Some areas lend themselves to the application of the Big Data Framework. I have identified broadly four key areas:
- Marketing and Sales: Consumer behavior, marketing campaigns, sales pipelines, conversions, marketing funnels and drop-offs, distribution channels are all areas where Big Data can be applied to gather deeper insights.
- Human Resources: Employee engagement, employee hiring, employee retention, organization knowledge base, impact of cross-functional training, reviews, compensation plans are elements that Big Data can surface. After all, generally over 60% of company resources are invested in HR.
- Production and Operational Environments: Data growth, different types of data appended as the business learns about the consumer, concurrent usage patterns, traffic, web analytics are prime examples.
- Financial Planning and Business Operational Analytics: Predictive analytics around bottoms-up sales, marketing campaigns ROI, customer acquisitions costs, earned media and paid media, margins by SKU’s and distribution channels, operational expenses, portfolio evaluation, risk analysis, etc., are some of the examples in this category.
Hadoop: A Small Note!
Hadoop is becoming a more widely accepted tool in addressing Big Data Needs. It was invented by Google so they could index the structural and text information that they were collecting and present meaningful and actionable results to the users quickly. It was further developed by Yahoo that tweaked Hadoop for enterprise applications.
Hadoop runs on a large number of machines that don’t share memory or disks. The Hadoop software runs on each of these machines. Thus, if you have for example – over 10 gigabytes of data – you take that data and spread that across different machines. Hadoop tracks where all these data resides! The servers or machines are called nodes, and the common logical categories around which the data is disseminated are called clusters. Thus each server operates on its own little piece of the data, and then once the data is processed, the results are delivered to the main client as a unified whole. The method of reducing the disparate sources of information residing in various nodes and clusters into one unified whole is the process of MapReduce, an important mechanism of Hadoop. You will also hear something called Hive which is nothing but a data warehouse.
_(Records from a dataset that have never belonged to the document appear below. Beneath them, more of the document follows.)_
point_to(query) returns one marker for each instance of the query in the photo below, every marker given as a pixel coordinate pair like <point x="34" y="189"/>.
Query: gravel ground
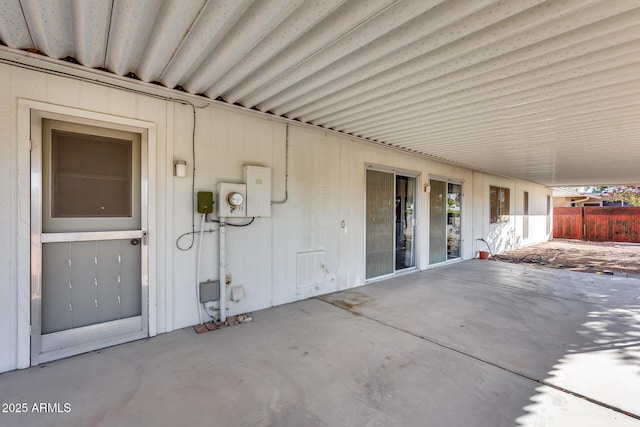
<point x="593" y="257"/>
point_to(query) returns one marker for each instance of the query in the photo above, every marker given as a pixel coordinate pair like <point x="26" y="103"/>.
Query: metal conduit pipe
<point x="222" y="268"/>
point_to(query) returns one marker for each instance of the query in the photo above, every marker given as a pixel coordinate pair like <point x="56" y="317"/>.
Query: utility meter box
<point x="232" y="200"/>
<point x="258" y="180"/>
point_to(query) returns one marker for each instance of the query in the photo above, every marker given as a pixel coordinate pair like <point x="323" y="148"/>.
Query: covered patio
<point x="473" y="343"/>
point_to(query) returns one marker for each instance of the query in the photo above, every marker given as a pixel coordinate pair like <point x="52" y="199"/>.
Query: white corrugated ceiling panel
<point x="545" y="91"/>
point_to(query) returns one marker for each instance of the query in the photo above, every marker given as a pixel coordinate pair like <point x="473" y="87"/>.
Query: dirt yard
<point x="592" y="257"/>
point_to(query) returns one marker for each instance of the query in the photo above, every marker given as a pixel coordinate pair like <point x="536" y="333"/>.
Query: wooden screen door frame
<point x="32" y="114"/>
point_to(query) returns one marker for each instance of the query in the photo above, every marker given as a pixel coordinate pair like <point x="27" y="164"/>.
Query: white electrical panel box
<point x="232" y="200"/>
<point x="258" y="180"/>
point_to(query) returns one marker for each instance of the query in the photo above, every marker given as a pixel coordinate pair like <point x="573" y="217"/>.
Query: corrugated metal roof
<point x="546" y="91"/>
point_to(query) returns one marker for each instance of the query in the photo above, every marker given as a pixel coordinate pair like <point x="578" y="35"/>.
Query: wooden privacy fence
<point x="598" y="224"/>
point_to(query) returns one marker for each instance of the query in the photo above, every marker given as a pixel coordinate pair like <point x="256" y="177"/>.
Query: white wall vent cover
<point x="310" y="269"/>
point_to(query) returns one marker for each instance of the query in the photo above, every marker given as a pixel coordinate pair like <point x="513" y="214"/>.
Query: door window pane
<point x="437" y="222"/>
<point x="454" y="198"/>
<point x="380" y="213"/>
<point x="91" y="176"/>
<point x="405" y="211"/>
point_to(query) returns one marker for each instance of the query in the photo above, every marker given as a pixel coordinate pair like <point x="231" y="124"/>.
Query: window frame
<point x="499" y="207"/>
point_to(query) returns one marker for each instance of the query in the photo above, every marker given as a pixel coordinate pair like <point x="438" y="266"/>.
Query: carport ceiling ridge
<point x="545" y="91"/>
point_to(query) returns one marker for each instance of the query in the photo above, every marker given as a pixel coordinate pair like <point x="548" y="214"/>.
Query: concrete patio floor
<point x="477" y="343"/>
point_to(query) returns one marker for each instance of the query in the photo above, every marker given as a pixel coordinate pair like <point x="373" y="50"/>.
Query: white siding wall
<point x="326" y="187"/>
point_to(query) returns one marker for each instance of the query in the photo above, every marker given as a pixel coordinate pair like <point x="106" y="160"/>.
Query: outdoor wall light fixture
<point x="180" y="168"/>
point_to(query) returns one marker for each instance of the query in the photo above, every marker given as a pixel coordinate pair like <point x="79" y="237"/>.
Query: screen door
<point x="92" y="244"/>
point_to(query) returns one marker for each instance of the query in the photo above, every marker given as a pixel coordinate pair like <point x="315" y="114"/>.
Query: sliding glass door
<point x="445" y="221"/>
<point x="390" y="223"/>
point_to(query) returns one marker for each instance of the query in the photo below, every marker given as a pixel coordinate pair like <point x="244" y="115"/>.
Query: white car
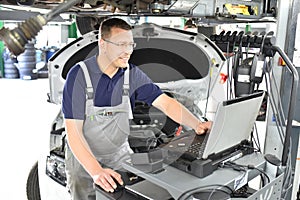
<point x="184" y="64"/>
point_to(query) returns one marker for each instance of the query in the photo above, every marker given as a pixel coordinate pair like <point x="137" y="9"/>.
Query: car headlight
<point x="55" y="169"/>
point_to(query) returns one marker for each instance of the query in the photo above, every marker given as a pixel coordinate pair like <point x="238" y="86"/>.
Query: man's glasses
<point x="123" y="45"/>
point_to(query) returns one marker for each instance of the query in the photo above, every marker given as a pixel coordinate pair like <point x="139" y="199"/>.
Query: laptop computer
<point x="232" y="126"/>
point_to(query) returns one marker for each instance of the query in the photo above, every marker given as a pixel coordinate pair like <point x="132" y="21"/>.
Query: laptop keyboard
<point x="196" y="149"/>
<point x="188" y="146"/>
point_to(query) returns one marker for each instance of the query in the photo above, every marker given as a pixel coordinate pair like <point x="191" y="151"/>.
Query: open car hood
<point x="182" y="63"/>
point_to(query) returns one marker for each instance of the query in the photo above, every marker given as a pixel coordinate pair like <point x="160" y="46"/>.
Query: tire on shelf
<point x="32" y="185"/>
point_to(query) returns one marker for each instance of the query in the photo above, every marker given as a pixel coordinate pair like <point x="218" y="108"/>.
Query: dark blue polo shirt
<point x="107" y="91"/>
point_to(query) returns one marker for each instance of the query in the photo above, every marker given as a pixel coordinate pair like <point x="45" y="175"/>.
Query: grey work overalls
<point x="106" y="130"/>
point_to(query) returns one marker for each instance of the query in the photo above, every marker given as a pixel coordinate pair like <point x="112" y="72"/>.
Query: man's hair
<point x="106" y="25"/>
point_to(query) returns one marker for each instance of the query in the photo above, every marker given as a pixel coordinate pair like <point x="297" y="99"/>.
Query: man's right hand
<point x="105" y="179"/>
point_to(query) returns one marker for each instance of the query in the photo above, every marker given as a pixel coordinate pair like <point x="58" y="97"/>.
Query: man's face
<point x="118" y="47"/>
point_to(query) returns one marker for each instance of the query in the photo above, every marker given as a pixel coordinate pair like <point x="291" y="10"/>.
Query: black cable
<point x="249" y="167"/>
<point x="187" y="194"/>
<point x="258" y="143"/>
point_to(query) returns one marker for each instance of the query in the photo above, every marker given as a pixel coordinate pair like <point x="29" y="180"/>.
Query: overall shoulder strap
<point x="126" y="86"/>
<point x="89" y="86"/>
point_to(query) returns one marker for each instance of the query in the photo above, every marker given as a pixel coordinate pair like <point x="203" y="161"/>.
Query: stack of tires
<point x="27" y="63"/>
<point x="10" y="69"/>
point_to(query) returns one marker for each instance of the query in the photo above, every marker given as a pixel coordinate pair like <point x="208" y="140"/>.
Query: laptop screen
<point x="233" y="122"/>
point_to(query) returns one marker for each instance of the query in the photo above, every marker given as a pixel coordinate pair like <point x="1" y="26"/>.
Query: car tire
<point x="32" y="186"/>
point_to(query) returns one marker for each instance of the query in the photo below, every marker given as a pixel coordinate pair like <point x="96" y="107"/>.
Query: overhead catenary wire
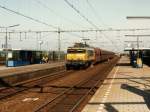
<point x="28" y="17"/>
<point x="34" y="19"/>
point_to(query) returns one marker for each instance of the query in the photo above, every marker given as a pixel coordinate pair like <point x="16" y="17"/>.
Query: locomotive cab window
<point x="90" y="52"/>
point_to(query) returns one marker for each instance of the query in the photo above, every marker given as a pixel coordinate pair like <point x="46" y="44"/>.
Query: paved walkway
<point x="126" y="89"/>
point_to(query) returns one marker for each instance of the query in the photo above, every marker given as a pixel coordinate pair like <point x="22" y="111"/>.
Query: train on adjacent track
<point x="82" y="55"/>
This could be a structured or unstructured warehouse upon which the Hadoop works upon, processes data, enables redundancy across the clusters and offers a unified solution through the MapReduce function.
Personally, I have always been interested in Business Intelligence. I have always considered BI as a stepping stone, in the new age, to be a handy tool to truly understand a business and develop financial and operational models that are fairly close to the trending insights that the data generates. So my ear is always to the ground as I follow the developments in this area … and though I have not implemented a Big Data solution, I have always been and will continue to be interested in seeing its applications in certain contexts and against the various use cases in organizations.